The minimum wage law is being readied for an upgrade shortly. As I spell out in a new op/ed in the Hawaii Reporter, it will only increase unemployment. Here are the opening paragraphs:

"The minimum wage hurts the people most in need of help. For the most part, we are talking about low-performing teenagers — those least skilled, educated, and/or motivated.

"Here’s why it harms them.

"Most adult workers today earn anywhere from the $7.25 an hour minimum wage up to, say, $40 an hour. Whatever workers earn in private competitive companies, from the lowest paid to the highest, it is because they are worth it. Their employers can provide the goods or services to their customers that these folks produce at prices that cover their labor costs and add to the company’s earnings.

"If a teenager’s labor is worth less than $7.25 an hour then private non-charitable employers will not be able to cover their costs and so will not be able to hire them."

The op/ed with notes as to sources of information is here. 

 August 22nd, 2013

A new medical discipline may be taking hold 

The following is the first few paragraphs of an article I wrote that appeared in the Hawaii Reporter on August 22, 2013. The full article with all sources of information is available here.

“There is an emerging medical discipline, termed Functional Medicine that may one day change the practice of medicine in the U.S.. It is already being used in the Cleveland Clinic and the Cancer Treatment Centers of America and by many physicians across the country.

Here’s the story: Have you noticed that while few people had even heard of autism before 1970, it now affects one in 150 children, an astonishing increase even allowing for our improved ability to recognize this disease? Or that obesity rates for adults have tripled in the last 50 years? Or, that there has been a 400 percent increase in diabetes in the last 20 years? We are facing an epidemic of diseases.
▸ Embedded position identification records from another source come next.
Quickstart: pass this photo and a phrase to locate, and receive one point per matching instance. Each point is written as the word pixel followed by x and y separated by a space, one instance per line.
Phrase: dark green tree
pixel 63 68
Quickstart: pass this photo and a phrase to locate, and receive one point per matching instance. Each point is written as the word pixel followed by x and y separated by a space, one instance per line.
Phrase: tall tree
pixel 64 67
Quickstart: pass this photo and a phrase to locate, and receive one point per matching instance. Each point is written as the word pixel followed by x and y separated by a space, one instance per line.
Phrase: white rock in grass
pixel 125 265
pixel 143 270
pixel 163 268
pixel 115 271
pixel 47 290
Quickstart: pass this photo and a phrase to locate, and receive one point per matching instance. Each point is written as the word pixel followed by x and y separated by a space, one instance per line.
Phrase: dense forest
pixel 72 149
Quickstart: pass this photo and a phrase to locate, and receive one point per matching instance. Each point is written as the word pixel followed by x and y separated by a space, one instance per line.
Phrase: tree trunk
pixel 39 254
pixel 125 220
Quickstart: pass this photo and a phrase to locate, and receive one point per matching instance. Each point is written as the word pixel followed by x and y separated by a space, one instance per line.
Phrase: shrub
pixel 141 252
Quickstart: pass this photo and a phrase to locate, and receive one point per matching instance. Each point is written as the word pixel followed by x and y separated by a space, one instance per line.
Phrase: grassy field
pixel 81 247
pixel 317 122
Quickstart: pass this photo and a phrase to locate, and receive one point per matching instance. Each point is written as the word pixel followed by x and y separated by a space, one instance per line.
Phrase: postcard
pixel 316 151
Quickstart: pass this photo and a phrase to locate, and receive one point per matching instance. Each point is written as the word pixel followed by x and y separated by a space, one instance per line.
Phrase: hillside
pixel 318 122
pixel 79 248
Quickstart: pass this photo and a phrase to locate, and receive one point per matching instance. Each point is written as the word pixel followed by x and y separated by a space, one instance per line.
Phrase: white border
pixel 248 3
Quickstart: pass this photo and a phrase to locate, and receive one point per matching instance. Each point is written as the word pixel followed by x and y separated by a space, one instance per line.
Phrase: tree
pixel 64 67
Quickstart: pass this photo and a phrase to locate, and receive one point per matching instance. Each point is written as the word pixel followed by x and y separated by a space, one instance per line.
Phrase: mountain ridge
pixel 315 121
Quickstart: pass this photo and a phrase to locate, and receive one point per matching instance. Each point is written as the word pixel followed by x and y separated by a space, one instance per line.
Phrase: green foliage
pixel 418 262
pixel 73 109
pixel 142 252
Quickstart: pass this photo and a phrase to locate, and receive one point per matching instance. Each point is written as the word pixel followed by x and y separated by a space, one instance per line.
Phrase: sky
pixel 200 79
The Institute for Functional Medicine points to a growing body of evidence that the surge in food additives, and other changes in our food intake over the last 50 years, as being one of the primary causes of this epidemic.”

 July 7th, 2013

We can improve health care ourselves

I wrote an op/ed for the Star Advertiser under the above title on July 3. It is about some opportunities to cut costs in Hawaii’s health care. This is the link to it together with the endnotes, which were not published in the original.

 July 1, 2013

A word from Donald Rumsfeld:

“There are known unknowns—that is to say, there are things that we now know we don’t know. But there are also unknown unknowns—there are things we do not know we don’t know.”

 July 1, 2013 

Kenneth Minogue, National Review, 11/18/91:

“An ideological movement is a collection of people many of whom could hardly bake a cake, fix a car, sustain a friendship or a marriage, or even do a quadratic equation, yet they believe they know how to rule the world. The university, in which it is possible to combine theoretical pretension with comprehensive ineptitude, has become the natural habitat of the ideological enthusiast. A kind of adventure playground, carefully insulated from reality in order to prevent absent-minded professors from bumping into things as they explore transcendental realms, has become the institutional base for civilizational self-hatred.”